Alan Stivell

Après un album fortement métissé, 1 Douar, avec des invités comme Youssou N'Dour, Khaled ou Jim Kerr (Simple Minds), le chantre de la musique bretonne revient avec un album rock et identitaire focalisé sur la Bretagne et sa culture. Une "rock'n roll celtitude" où le barde breton distille certaines notes rap pas désagréables et même vivifiantes pour un genre vieux de 30 ans d'âge. Tour de piste avec le harpiste.

Nouvelle galette bretonne

Après un album fortement métissé, 1 Douar, avec des invités comme Youssou N'Dour, Khaled ou Jim Kerr (Simple Minds), le chantre de la musique bretonne revient avec un album rock et identitaire focalisé sur la Bretagne et sa culture. Une "rock'n roll celtitude" où le barde breton distille certaines notes rap pas désagréables et même vivifiantes pour un genre vieux de 30 ans d'âge. Tour de piste avec le harpiste.

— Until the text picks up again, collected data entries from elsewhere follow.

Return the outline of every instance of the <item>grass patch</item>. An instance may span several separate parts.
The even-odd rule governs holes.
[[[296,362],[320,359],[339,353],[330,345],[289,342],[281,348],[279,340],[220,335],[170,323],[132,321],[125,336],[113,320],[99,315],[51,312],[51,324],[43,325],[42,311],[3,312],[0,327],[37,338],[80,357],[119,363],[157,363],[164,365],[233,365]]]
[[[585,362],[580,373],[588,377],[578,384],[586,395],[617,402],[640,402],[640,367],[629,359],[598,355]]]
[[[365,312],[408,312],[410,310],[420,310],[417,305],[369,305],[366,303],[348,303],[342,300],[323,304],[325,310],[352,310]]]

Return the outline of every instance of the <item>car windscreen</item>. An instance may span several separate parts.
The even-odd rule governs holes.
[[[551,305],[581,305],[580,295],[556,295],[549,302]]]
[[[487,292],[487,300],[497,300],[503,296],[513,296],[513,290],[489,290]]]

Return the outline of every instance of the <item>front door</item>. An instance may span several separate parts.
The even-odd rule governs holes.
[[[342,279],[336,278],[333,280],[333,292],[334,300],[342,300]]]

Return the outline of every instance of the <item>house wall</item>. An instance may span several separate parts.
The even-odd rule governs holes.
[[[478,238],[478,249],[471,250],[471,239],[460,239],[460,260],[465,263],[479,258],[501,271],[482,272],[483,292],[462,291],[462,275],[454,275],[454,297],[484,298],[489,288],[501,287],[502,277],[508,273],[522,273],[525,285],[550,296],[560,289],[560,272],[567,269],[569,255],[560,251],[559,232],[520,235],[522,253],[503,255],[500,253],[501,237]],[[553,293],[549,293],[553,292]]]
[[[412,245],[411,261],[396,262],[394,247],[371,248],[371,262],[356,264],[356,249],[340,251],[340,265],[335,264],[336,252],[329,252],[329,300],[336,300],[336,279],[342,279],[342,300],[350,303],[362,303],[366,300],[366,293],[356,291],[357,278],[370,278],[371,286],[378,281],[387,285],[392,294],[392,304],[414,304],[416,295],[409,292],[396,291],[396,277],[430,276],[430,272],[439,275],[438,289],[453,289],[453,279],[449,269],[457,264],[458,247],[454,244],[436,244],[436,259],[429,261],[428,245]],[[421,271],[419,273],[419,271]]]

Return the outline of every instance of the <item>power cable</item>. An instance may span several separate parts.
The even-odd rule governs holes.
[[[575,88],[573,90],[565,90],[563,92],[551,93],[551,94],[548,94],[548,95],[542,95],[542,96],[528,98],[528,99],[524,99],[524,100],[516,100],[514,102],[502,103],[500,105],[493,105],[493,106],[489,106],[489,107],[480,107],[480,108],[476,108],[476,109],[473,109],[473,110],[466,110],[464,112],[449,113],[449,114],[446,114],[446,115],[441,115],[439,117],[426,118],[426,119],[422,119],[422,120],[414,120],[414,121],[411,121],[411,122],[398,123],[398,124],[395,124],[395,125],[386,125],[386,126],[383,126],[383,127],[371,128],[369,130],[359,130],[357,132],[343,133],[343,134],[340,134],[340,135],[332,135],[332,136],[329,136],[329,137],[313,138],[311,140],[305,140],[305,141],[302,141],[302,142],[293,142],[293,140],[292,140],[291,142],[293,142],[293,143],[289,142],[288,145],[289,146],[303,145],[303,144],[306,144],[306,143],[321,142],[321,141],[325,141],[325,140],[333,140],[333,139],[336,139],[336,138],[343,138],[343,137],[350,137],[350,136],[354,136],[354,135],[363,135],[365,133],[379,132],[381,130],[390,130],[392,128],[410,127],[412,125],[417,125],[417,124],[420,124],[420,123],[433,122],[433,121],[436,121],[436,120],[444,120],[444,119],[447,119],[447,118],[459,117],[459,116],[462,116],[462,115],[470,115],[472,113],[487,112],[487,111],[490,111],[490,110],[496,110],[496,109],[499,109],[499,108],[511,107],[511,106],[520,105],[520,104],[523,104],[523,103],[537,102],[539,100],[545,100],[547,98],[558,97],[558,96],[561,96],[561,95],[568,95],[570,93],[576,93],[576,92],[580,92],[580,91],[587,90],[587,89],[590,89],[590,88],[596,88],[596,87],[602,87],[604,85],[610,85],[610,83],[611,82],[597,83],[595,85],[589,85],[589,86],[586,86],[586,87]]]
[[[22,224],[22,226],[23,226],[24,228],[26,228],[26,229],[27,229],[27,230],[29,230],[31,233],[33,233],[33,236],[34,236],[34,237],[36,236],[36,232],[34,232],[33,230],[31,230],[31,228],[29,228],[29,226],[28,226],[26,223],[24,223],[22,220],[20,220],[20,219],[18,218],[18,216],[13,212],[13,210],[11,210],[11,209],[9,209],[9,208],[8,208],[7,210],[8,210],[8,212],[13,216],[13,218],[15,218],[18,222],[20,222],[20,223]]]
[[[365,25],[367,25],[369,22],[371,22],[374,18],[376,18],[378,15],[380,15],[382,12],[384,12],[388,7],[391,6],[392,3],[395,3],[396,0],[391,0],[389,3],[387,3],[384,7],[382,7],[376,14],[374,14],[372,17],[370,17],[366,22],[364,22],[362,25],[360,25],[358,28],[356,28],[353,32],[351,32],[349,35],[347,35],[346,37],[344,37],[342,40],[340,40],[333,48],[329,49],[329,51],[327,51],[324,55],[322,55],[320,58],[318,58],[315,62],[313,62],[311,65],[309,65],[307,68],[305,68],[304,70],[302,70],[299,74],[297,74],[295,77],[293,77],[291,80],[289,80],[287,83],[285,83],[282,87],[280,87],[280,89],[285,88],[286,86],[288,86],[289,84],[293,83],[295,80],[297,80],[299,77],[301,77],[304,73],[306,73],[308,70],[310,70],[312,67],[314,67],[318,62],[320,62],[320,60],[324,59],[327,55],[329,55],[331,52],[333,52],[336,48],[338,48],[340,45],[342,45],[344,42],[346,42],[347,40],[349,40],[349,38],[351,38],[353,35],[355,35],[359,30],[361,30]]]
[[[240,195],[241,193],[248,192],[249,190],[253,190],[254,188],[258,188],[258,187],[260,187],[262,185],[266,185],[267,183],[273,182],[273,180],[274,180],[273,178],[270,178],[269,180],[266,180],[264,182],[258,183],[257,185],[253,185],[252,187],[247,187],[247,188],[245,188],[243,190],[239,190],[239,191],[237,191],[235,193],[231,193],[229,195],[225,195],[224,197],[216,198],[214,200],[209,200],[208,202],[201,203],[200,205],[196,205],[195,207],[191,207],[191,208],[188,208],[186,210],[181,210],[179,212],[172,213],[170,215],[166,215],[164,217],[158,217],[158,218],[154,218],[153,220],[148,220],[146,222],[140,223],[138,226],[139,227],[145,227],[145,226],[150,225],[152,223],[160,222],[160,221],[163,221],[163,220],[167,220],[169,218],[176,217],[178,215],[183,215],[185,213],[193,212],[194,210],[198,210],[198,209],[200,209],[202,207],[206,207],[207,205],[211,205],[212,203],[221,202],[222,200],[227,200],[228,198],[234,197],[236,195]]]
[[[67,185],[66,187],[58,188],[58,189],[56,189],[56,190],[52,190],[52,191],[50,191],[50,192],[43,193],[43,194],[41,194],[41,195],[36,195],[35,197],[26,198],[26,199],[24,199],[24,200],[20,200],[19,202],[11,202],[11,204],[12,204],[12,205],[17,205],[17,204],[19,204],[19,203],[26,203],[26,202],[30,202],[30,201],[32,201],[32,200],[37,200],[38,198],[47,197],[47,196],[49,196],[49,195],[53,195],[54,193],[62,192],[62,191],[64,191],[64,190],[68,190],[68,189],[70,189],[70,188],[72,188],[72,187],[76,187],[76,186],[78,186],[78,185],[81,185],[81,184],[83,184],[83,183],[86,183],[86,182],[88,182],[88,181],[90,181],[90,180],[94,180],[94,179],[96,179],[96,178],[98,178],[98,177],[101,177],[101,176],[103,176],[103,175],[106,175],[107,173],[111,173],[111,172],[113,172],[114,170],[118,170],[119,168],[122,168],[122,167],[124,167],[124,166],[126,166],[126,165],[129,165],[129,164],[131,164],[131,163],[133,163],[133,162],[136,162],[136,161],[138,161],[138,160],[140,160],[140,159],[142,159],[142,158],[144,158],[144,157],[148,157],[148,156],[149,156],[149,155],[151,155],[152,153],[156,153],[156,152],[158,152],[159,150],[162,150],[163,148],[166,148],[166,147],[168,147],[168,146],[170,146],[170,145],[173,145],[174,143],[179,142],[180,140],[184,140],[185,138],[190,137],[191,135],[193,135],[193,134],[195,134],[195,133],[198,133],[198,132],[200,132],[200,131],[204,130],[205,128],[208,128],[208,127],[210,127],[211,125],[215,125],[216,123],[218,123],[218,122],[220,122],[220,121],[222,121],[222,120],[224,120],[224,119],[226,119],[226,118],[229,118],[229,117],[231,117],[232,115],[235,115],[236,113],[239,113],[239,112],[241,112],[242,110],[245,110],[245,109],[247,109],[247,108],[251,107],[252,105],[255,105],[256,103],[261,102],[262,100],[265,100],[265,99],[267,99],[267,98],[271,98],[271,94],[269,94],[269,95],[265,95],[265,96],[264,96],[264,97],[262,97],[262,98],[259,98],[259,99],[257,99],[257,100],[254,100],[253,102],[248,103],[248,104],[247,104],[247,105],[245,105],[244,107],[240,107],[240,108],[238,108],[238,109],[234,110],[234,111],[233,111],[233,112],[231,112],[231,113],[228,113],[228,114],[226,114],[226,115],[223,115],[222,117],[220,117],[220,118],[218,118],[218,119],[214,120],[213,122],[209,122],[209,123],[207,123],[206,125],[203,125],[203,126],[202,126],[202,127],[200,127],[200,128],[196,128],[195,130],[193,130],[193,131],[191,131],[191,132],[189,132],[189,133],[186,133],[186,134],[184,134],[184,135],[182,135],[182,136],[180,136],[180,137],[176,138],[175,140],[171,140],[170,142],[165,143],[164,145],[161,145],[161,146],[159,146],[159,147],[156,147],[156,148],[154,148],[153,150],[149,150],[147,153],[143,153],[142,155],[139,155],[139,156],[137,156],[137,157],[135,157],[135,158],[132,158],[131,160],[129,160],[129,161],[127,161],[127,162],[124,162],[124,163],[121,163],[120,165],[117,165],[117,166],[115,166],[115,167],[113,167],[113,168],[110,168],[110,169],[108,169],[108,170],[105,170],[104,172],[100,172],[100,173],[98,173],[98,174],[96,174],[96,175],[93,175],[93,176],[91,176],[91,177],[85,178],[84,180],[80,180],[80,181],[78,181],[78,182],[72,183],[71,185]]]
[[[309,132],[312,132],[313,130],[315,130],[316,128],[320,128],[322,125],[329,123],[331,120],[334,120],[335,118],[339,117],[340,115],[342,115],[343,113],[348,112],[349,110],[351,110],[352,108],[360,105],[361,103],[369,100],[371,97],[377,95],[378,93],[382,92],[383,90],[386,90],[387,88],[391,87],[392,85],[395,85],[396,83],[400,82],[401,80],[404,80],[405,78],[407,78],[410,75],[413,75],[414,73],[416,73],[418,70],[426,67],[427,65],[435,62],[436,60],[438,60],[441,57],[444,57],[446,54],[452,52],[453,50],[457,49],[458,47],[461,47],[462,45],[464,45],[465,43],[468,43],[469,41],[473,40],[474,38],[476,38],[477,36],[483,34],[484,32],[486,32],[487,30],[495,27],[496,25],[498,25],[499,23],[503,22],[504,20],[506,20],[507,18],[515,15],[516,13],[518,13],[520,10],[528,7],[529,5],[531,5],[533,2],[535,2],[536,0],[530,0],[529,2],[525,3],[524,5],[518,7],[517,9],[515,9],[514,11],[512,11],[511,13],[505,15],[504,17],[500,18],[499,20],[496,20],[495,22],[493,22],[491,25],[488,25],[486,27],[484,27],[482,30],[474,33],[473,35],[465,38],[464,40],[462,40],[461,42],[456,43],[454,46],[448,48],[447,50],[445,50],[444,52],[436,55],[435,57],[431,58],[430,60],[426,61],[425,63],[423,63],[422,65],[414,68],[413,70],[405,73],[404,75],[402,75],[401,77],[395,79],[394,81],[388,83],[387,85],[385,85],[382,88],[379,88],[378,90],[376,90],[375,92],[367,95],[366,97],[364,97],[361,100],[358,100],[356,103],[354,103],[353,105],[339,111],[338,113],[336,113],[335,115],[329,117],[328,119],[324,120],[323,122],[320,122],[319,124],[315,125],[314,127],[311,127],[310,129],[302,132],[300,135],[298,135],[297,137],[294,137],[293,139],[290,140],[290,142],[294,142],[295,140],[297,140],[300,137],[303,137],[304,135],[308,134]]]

Vous avez fait vos armes très jeune dès 1967 ? Je suis musicien professionnel depuis 67. En revanche, j’ai commencé à jouer de la harpe, à jouer sur scène quand j’étais en culotte courte, dont en première partie de Line Renaud à l’Olympia, j’avais onze ans. Mais ça n’était pas encore mon métier. C’était lors d'un Musicorama d’Europe 1, un des premiers d’ailleurs. A cette époque il y avait toujours des premières parties assez longues et ils cherchaient parfois des choses originales. Et là c’était original. Je jouais en solo sur un instrument qui était revenu de temps presque immémoriaux. L’originalité était donc vraiment grande. Ça n’a pas eu de répercussion énorme. A l’époque je n’osais pas lever les yeux sur le public. J’étais concentré sur mes cordes et je ne m’occupais de rien d’autre. Mais toutes mes prestations à la harpe celtique durant ces années-là ont quand même eu une répercussion car ça a permis à la harpe celtique de renaître et même de commencer à se développer d’une façon inimaginable dans le monde.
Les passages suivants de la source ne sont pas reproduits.